Situated out beyond Glymenapoulo in a formal garden that ran down to a rocky beach, the Villa Hamzah was a bastard cross between the Parthenon and a Sicilian palazzo. Only three storeys high, but each one heavy with grandeur, colonnaded and porticoed like a riotously expensive wedding cake baked in brick and iced with grey stucco.
At its back stood the sea. At its front the Corniche…though an expanse of expensive lawn and a short length of drive kept the villa and road separate. Steps led up to a huge portico that rose two full storeys, with the portico’s flat roof forming the floor of a balcony that jutted from the front of the house as proud and heavy as any conquistador’s chin.
Double columns on either side of the balcony rose higher than the balustraded roof of the house itself, to support a smaller portico decorated at its centre with an Italianate and recent-looking coat of arms.

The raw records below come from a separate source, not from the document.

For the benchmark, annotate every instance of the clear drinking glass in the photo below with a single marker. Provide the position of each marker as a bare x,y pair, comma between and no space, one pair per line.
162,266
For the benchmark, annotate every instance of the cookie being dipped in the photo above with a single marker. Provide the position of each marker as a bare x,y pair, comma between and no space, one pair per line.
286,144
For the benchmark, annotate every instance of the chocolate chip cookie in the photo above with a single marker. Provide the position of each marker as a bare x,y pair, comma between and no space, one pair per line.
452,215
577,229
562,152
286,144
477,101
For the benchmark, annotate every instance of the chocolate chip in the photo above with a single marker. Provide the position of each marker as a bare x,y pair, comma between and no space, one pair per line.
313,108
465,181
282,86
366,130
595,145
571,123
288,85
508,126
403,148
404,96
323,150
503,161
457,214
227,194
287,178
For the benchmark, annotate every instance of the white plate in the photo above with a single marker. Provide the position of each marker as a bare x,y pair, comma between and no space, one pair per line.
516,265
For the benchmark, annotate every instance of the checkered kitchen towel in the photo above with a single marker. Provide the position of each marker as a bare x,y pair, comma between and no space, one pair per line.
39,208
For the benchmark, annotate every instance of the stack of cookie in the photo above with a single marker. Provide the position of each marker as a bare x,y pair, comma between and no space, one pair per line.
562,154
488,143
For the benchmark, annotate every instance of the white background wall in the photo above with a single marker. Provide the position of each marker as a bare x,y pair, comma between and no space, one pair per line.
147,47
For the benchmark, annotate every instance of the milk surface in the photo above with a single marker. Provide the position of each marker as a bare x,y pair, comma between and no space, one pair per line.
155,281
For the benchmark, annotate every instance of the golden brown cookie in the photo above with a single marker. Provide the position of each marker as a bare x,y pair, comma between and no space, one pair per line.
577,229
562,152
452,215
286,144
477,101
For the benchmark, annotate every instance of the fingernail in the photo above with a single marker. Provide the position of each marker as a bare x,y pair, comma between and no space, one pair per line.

The windows at ground level were small and rudimentary, in keeping with Iskandryian tradition that put serving quarters on the lowest floor rather than in the attic. It was the windows of the second and third floors that were grand. Each one peering imperiously at the world from under a colonnade that ran round both sides and the rear of the house.
Villa Hamzah was the house of an industrial conquistador. Arrogant and assertive, but also bizarrely beautiful and with proportions so perfect the plans had to have been drawn up using the golden mean. Not at all what Raf was expecting—though he wasn’t too sure what he had been expecting, except that it wasn’t this.
“You want me to wait?”
Raf glanced both ways along the Corniche, seeing cruising cars, noisy groups of expensively dressed teenagers and an endless row of street lights flickering away into the far distance. It was late but there were empty yellow taxis every seventh or eighth vehicle and he was unlikely to be at the villa long enough for the traffic to die away completely.
“No, it’s fine.” Raf peeled off an Iskandryian £10 note and then added £5 as a tip. He could always call the driver back if he needed to, and besides, it was still cheaper than having him wait.
“I’ll take your card.”
“Yes, Your Excellency.” The cabbie pulled a crumpled rectangle from his pocket and handed it to Raf, who immediately scanned both sides to check that a number was given in numerals he could understand. It was.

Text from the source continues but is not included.